O disco começa com a rápida "Mind Ecology", onde, mesmo com os novos instrumentos, existe uma levada bem oriental. Na sequência, "Face to Face" é a mais comercial de todas. Uma música que poderia ser encaixada em qualquer disco dos anos oitenta. 

A curta "Come on Baby Dance With Me" (olhem o nome da canção!!!) dá início à bela "The Daffodil and The Eagle". Esta é a que mais se assemelha aos sons anteriores da Shakti, até por que é a maior faixa do álbum. O início lento, apenas com o violão e o violino, dá um clima bem oriental, que se alterna depois entre um ritmo mais rápido, ou não. O sincronismo de notas entre McLaughlin e Shankar é fantástico. A mistura de escalas de blues feita por John com um acompanhamento oriental da parte percussiva cria um sabor diferente para o ouvinte, dando realmente um nó na cabeça daquele que não está acostumado com inovações. Essa canção já vale o investimento do disco. 

O Lado B é mais fraco, mas mesmo assim traz momentos interessantes como as vocalizações à la "Danse ..." em "Get Down and Sruti", e também a bela "Peace Of Mind".


John resolveu voltar para a carreira solo após esse álbum, lançando o magistral "Electric Guitarist" em 1978. Depois disso, alternou bons e maus momentos em sua carreira solo, reviveu a Mahavishnu Orchestra nos anos oitenta e fez sucesso com o trio  ao lado deAl Di Meola e Paco De Lucia. Os demais integrantes da Shakti seguiram suas carreiras independentemente, com Vynaiakram sendo o primeiro músico indiano a ganhar um Grammy (isso já na década de 90).
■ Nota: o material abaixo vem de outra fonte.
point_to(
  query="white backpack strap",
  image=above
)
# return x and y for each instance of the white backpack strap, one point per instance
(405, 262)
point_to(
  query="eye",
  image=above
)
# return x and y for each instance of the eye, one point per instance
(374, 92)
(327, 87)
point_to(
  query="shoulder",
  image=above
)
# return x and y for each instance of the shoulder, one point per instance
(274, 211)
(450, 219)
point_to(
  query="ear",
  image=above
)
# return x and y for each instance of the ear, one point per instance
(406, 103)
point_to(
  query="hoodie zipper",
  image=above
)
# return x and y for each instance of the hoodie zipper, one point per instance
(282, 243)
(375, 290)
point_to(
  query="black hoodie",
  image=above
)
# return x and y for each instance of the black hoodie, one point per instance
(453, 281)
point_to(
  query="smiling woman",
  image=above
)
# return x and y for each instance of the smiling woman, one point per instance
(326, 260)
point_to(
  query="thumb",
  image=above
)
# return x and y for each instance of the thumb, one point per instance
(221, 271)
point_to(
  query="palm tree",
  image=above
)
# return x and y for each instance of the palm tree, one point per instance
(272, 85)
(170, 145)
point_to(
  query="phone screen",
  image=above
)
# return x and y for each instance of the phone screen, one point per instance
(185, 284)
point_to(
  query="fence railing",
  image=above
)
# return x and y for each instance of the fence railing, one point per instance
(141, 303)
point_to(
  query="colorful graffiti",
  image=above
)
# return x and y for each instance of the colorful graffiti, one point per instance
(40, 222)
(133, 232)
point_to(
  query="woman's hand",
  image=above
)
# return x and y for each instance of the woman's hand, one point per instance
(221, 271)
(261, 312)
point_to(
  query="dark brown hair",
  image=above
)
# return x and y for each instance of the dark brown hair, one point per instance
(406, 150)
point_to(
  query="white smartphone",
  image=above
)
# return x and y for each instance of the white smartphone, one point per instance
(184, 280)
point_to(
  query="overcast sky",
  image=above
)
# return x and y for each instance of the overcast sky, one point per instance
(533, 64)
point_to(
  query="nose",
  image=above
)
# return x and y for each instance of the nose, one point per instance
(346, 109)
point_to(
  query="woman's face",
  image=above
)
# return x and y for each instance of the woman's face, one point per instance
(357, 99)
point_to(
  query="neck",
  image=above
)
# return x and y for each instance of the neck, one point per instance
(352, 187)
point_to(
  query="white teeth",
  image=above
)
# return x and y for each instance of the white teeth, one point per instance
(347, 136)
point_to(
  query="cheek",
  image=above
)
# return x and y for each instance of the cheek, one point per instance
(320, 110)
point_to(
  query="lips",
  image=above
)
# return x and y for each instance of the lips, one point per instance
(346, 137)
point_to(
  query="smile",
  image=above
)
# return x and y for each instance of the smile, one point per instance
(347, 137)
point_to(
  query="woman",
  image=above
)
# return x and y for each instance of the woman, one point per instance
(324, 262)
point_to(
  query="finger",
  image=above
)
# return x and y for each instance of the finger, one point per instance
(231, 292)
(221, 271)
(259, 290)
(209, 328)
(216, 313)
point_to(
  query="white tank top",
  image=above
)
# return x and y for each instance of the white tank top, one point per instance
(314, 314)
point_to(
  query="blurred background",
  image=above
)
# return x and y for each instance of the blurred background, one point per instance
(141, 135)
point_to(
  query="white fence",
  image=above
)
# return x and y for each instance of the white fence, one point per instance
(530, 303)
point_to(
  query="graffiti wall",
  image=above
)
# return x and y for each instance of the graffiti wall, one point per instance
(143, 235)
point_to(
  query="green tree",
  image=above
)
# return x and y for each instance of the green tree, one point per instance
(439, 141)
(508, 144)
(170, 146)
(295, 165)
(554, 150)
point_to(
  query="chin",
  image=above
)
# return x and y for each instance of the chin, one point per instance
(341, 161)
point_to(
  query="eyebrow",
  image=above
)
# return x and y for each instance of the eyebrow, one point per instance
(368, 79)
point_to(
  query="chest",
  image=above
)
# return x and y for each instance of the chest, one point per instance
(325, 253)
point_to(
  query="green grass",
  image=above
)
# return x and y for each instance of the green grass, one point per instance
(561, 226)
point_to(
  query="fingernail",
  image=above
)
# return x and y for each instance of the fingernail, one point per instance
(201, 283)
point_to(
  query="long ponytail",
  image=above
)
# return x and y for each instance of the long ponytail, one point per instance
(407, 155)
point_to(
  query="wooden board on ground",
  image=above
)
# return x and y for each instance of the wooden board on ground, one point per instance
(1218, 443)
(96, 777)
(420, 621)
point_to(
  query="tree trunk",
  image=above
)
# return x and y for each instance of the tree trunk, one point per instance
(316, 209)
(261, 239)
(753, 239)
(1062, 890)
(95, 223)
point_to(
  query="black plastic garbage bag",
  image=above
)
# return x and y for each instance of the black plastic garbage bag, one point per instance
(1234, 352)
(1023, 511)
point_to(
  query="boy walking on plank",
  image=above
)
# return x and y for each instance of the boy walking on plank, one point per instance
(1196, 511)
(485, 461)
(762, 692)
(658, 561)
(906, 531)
Em 1997, John, Hussain e Vinayakaram, juntos com o músico convidado Hariprasad Chaurasia nas flautas, se reuniram para uma pequena turnê chamada "Remember Shakti", a qual ficou registrada em CD duplo com o mesmo nome. Infelizmente L. Shankar não pôde comparecer aos shows, mas certamente o clima entre os músicos remanescentes era excelente, e o destaque maior do disco fica por conta da faixa "Mukti", com seus mais de 63 minutos (!!!) de muito improviso. Essa formação ainda lançou os álbuns "The Believer" (1999) e "Saturday Night in Bombay" (2001), mas infelizmente acabaram por se separar.


De qualquer forma, a Shakti deixou seu nome registrado na história musical, não somente por ser a primeira banda a misturar sons ocidentais e orientais de uma forma totalmente improvisional, mas também por suas belíssimas composições e arranjos que ficam na cabeça por muito tempo.